El cura sin nombre, el cronista no recuerda su nombre,
obligó a la única casa de comidas que existía en aquel pueblo a poner un cartel
que dijera “Hoy es día de cuaresma”,
todos los viernes siguientes al Miércoles de Ceniza y hasta pasada la Semana Santa. Pero
el dueño del establecimiento, Procopio
Galerón, alias Cruschev, que fue
soldado raso en la División Azul,
no estuvo nunca de acuerdo con esa orientación a los comensales, generalmente
camioneros que hacían un alto en sus rutas, aprovechaban para surtirse de
gas-oil por Belfast, o sea, Perico
Durango, y también viajantes en
comercio cansados de caminar con su muestrario dentro de en un maletín y que
cada quincena hacían hora en el banco del andén hasta la llegada del correo
mixto de Madrid-Valladolid, que se partía en Ariza. Unos viajeros iban camino
de Santa María de Huerta, y otros, de Coscurita. Los vagones de Valladolid eran
los tres de cola. Al cura sin nombre le gustaba poner avisos, que eran como
bandos sugerentes emitidos por los funcionarios del Cielo, celosos en preservar
la moral y las buenas costumbres en su feligresía. Aquel cura sin nombre fue
muy criticado por la vecindad cuando en cierta ocasión envió a dos monaguillos de
jornada para que colocasen un aviso en la puerta del cine, advirtiendo a
aquellos que pasasen por taquilla que la película que se proyectaba, “Las noches de Cabiria”, era pecaminosa
por su alto contenido inmoral. La protagonista era una meretriz. Pero aquella
tarde se llenó la sala de proyección y el cura se vio obligado a tener que
amonestar a los feligreses en una posterior homilía durante la misa del
domingo, aclarando a los presentes en la iglesia que la advertencia de que no
de debería ver esa película le había llegado mediante un oficio de monseñor Manuel Hurtado y García, obispo de
Tarazona, y que él desconocía el argumento. Procopio Galerón vio la película de
Fellini, le pareció encantadora Giulietta Masina. El personaje de Cabiria le hizo soltar una lágrima gorda en su butaca de madera
cuando un tipo sin escrúpulos se aprovechó de ella y le quitó sus ahorros.

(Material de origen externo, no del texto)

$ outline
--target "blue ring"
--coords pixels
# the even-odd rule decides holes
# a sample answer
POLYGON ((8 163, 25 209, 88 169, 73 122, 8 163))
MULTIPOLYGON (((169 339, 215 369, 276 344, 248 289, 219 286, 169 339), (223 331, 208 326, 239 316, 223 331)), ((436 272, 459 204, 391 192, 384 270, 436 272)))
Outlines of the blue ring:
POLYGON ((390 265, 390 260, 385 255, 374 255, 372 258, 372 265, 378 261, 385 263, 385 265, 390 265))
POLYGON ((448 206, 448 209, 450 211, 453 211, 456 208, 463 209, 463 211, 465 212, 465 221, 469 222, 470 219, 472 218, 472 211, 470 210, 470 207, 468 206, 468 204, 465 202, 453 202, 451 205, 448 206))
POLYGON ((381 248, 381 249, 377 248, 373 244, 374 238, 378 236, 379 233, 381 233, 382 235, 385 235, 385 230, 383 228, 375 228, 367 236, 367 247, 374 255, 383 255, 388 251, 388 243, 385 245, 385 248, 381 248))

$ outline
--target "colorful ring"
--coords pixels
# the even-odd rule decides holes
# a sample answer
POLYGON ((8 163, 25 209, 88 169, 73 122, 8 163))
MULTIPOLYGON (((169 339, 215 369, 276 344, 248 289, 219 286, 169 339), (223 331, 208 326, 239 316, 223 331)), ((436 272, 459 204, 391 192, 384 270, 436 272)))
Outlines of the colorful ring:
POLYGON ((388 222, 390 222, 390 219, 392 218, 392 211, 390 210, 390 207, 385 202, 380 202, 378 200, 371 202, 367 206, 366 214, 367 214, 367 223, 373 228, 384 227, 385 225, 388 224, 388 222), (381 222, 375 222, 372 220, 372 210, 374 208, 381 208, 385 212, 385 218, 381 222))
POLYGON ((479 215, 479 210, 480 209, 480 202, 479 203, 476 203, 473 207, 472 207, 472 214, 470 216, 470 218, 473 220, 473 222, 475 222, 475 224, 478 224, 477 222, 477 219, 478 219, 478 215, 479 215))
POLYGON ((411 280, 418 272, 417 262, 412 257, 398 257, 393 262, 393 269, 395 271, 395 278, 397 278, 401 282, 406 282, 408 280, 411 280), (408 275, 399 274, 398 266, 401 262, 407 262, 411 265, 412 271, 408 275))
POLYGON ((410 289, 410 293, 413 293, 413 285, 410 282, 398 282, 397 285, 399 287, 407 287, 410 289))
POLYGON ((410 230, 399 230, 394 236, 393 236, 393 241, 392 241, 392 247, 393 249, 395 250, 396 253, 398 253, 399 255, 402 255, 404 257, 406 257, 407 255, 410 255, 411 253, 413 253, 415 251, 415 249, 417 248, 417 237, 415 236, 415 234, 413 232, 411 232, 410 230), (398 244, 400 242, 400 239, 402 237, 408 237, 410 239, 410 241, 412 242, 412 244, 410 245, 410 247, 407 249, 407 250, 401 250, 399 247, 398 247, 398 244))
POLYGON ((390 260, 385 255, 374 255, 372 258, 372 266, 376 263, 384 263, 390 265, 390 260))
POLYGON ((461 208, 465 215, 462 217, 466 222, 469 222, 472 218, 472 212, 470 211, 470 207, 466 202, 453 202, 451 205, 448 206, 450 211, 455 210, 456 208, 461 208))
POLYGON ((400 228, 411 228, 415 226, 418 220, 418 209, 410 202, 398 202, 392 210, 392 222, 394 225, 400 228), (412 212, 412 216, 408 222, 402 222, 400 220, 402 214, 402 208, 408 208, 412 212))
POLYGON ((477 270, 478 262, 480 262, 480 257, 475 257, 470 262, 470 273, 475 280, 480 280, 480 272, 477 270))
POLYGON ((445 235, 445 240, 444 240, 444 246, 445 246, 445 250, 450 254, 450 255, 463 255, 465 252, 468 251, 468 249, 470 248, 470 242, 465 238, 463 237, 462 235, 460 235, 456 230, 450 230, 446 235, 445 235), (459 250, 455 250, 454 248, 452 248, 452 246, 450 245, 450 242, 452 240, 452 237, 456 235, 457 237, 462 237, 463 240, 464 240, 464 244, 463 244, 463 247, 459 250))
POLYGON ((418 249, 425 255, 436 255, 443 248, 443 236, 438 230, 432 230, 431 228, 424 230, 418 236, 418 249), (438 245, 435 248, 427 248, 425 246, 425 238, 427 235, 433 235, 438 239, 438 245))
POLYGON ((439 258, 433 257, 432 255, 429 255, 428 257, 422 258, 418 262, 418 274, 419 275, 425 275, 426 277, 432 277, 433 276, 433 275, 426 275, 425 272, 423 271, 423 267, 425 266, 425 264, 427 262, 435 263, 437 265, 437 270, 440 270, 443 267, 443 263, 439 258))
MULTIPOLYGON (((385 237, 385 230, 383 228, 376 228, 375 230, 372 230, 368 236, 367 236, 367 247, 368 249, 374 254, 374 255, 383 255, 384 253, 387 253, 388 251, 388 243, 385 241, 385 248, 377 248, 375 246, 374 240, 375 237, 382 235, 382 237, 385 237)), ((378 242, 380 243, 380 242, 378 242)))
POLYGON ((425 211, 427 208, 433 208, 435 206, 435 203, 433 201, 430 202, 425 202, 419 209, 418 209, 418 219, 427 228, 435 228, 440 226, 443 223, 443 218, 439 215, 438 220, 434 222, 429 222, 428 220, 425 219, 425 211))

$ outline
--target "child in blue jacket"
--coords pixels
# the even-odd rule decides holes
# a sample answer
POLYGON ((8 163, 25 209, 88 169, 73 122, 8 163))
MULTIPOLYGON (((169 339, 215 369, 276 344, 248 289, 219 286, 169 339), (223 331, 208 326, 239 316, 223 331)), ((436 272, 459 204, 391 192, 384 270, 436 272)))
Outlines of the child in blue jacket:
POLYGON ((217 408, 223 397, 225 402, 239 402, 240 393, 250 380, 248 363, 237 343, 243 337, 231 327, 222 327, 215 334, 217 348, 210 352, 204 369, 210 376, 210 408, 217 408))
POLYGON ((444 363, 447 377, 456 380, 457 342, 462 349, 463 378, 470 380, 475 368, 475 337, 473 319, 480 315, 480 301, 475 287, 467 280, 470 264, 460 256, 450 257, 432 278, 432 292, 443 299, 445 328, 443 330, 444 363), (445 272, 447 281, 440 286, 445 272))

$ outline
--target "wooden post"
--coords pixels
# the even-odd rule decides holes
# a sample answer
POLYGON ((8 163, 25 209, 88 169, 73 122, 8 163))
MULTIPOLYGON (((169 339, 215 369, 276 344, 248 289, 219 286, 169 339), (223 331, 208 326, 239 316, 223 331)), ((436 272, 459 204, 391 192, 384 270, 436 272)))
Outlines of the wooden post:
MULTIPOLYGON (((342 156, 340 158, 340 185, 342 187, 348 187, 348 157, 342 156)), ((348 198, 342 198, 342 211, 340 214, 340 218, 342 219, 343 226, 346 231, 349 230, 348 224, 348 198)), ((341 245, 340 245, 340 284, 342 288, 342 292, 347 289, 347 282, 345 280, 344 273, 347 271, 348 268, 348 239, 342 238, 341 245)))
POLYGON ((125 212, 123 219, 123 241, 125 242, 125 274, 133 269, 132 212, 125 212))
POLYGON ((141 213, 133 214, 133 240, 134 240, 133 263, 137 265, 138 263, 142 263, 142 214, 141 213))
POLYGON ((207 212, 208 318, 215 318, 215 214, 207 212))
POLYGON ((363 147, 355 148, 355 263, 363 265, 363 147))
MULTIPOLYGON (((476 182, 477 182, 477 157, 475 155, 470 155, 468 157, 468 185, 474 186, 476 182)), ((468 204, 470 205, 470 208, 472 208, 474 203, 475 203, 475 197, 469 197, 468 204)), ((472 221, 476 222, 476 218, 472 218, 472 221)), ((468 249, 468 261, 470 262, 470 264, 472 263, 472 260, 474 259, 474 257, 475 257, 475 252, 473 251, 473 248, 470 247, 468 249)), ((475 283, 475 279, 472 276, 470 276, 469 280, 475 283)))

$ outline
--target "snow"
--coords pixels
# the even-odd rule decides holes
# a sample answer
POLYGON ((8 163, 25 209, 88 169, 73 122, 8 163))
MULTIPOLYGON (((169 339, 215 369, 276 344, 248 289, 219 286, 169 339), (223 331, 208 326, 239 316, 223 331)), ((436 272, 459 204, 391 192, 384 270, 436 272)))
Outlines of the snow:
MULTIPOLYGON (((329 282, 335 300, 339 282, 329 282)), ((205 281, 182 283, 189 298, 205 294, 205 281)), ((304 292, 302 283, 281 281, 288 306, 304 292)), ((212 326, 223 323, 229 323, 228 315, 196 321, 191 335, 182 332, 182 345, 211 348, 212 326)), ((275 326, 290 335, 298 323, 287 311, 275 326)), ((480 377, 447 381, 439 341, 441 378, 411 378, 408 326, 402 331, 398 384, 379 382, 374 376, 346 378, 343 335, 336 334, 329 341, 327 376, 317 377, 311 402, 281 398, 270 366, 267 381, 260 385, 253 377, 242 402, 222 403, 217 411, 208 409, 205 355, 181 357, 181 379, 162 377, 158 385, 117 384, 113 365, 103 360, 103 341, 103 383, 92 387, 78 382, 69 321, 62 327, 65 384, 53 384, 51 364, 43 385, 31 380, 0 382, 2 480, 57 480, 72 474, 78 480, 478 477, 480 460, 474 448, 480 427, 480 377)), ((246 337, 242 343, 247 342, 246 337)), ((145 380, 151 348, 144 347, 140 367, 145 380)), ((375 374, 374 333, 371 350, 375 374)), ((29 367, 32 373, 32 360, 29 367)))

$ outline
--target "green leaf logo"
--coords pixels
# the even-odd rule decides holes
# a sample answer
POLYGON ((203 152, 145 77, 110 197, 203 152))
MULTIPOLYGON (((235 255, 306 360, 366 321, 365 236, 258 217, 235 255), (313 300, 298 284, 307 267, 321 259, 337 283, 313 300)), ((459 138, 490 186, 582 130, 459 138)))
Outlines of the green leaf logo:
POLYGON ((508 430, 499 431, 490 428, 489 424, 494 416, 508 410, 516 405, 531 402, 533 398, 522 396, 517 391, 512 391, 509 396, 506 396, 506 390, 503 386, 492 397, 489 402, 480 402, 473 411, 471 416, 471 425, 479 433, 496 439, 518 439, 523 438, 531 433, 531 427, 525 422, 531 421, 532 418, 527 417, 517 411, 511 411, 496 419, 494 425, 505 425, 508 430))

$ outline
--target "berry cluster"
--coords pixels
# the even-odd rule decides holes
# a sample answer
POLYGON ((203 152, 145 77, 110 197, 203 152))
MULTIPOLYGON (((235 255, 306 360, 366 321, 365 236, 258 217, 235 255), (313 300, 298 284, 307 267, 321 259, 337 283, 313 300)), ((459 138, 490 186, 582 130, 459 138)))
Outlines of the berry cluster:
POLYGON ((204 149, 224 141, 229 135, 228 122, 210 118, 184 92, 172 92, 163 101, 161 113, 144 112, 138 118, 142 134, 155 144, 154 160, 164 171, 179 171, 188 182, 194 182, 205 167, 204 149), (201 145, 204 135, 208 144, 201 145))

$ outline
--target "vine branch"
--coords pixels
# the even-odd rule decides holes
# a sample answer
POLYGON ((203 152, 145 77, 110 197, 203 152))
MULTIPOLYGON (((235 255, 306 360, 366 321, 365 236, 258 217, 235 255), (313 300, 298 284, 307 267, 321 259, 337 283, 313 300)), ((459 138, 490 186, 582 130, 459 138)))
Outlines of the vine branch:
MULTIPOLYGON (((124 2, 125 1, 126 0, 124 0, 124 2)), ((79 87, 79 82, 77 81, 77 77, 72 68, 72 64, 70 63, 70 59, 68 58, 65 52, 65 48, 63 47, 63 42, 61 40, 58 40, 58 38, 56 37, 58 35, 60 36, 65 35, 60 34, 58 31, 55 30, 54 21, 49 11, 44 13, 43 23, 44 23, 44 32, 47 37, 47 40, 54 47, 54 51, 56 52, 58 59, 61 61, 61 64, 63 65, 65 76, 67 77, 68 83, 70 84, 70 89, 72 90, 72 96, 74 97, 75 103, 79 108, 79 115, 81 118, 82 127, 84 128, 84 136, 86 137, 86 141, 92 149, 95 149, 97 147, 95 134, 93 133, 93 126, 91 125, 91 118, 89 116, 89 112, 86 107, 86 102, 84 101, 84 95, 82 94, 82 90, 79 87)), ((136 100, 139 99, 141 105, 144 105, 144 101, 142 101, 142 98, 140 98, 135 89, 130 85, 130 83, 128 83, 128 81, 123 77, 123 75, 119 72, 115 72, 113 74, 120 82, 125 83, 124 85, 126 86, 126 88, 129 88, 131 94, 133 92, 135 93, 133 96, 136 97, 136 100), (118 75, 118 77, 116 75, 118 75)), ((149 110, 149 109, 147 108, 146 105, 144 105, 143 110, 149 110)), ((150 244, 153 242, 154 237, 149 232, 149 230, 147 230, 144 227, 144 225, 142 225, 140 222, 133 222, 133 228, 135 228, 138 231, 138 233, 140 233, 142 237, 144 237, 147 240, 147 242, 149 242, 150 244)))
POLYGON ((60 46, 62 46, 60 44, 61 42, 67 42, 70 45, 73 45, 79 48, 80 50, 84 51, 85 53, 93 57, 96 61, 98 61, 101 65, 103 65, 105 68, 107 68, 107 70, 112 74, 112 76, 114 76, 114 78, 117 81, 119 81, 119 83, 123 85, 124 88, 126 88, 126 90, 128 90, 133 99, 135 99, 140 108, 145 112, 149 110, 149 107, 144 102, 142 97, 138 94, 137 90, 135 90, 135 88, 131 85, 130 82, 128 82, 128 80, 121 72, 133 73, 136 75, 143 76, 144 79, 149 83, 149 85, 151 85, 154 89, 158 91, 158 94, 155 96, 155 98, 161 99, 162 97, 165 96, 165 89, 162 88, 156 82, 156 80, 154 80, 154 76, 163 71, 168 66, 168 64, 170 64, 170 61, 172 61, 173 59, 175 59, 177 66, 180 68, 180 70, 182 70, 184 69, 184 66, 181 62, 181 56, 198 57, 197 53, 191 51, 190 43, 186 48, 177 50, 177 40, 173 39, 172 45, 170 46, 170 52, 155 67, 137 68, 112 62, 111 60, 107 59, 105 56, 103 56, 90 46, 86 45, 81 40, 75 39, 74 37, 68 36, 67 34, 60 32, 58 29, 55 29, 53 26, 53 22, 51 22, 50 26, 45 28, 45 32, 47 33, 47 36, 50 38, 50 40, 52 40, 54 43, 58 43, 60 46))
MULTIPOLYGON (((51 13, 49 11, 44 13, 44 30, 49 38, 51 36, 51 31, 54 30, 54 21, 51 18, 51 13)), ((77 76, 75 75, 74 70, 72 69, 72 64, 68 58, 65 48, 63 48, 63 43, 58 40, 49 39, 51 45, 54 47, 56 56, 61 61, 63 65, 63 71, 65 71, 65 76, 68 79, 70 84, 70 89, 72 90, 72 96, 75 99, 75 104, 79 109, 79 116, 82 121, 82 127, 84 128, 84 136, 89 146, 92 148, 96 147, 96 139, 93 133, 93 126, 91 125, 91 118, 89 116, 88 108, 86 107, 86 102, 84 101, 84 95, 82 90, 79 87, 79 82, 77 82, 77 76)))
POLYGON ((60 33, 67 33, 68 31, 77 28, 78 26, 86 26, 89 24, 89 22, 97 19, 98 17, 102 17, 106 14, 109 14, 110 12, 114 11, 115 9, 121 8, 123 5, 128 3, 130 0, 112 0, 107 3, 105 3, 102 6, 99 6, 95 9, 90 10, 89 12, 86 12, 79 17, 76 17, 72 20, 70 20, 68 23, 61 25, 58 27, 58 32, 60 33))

Procopio Galerón no tuvo en cuenta el recordatorio del cura, cuyo nombre no
recuerda el cronista, y siguió ofreciendo los menús acostumbrados. A nadie se
le impedía poder pedir en lo que entonces se llamaba menú
turístico carne o pescado, garbanzos de vigilia o macarrones al gratén,
fruta del tiempo y delicias de manzana con crema franchipán; que, dicho sea de
paso, fue creada en la Casa Otaegui de San
Sebastián, entonces gobernada por Emilia
Malcorra a principios del siglo XX. Porque la casa de comidas de Procopio
Galerón, Casa Procopio, también
disponía de carta, de servicio de barra y de juego de la rana, que siempre fue
labor de puntería, destreza y pulso.